Calculate the pH of a solution prepared by mixing 300 ml $M/10$ KOH, 400 ml $M/20$ $Ba{\left( {OH} \right)_2}$ and 200 ml $M/20$ NaOH if 1100 ml extra water is added to solution.

Answer 1

Hint: The pOH for an aqueous solution is defined in the same way for $O{H^ - }$. The pOH is the negative log of the concentration of hydroxide ions.
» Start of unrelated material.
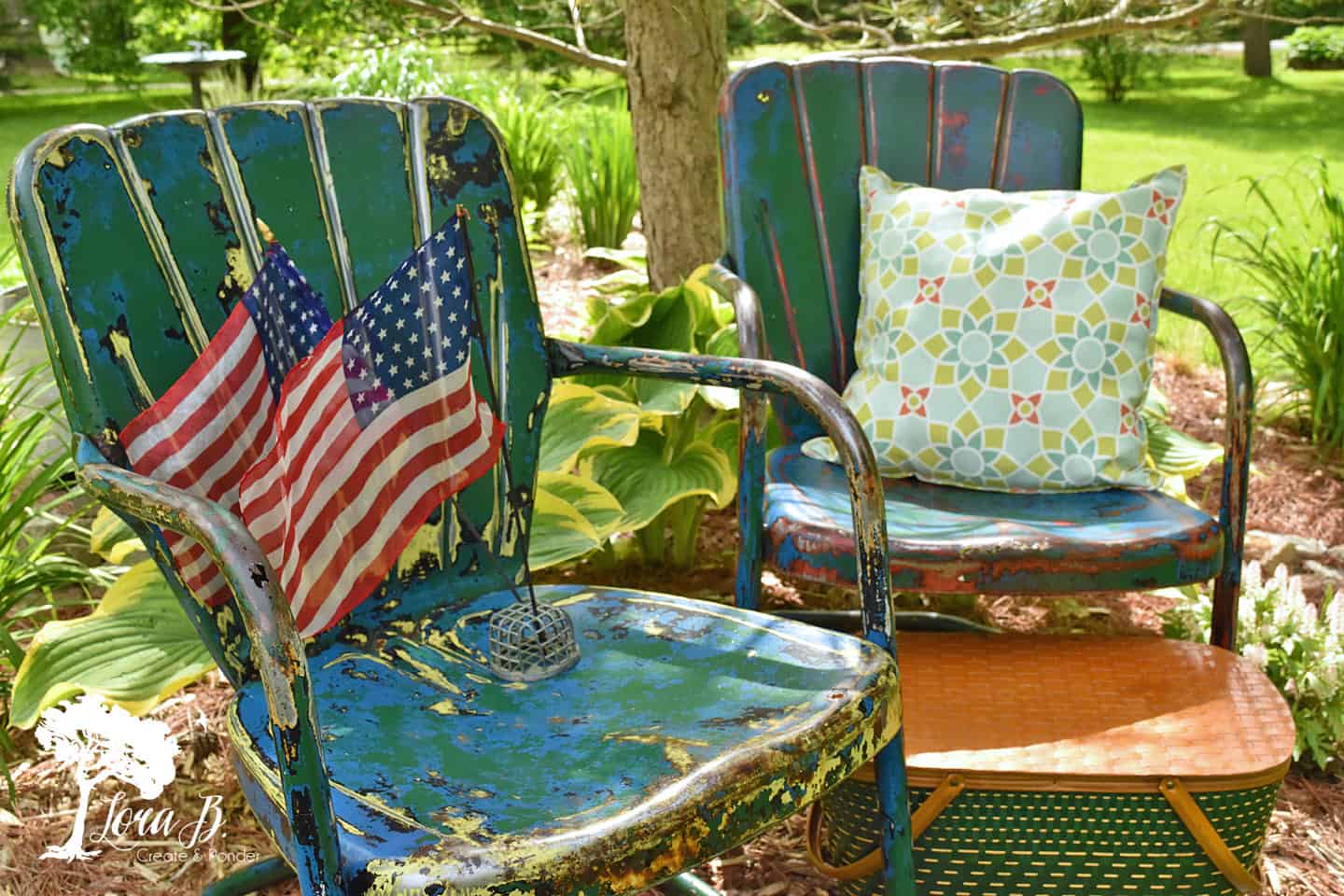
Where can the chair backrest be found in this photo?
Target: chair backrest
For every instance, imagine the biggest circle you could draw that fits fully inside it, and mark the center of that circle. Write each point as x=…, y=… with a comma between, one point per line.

And $pH + pOH = 14$

Complete step by step answer:
Therefore, moles of $O{H^ - }$ in:
300 ml of $M/10$ KOH​ $ = \;1 \times 300mL \times 1/10mol/L = 30$
400 ml 0f $M/10$ $Ba{\left( {OH} \right)_2}\; = \;2 \times 400mL \times 1/20mol/L = 40$
200 ml 0f $M/10$ NaOH $ = \;200mL \times 1/20mol/L = 10$
Volume of extra water $= 1100$mL
Total volume $ = 2000Ml = 2L$
$\Rightarrow$ $[OH^-] = \dfrac{{30 + 40 + 10}}{{2000}} = 1/25 = 0.4$
$\Rightarrow$ $pOH = log\left[ {O{H^ - }} \right] = - log\left[ {1/25} \right] = 1.39$
$\Rightarrow$ $pH + pOH = 14$
$\Rightarrow$ $pH = 14-1.39 = 12.61$

Note: The "p" in pH and pOH indicates "-log" The H or the OH in pH and pOH indicate the concentration of either hydronium ion $\left( {{H_3}{O^ + }} \right)$ or hydroxide ions ($O{H^ - }$). So, pH measures hydronium ion concentration, while pOH measures hydroxide ion concentration. Only strong acids and bases completely dissociate in water. As a result, if you are given the concentration of the acid, you also know the concentration of the hydronium ions. At a $pH < 7$ the solution is considered acidic because of the high concentration of hydrogen ions. At a $pH > 7$ the solution is considered basic because of the low concentration of hydrogen ions. At $pH = 7$, the solution is considered neutral because hydrogen and hydroxide ion concentration are the same.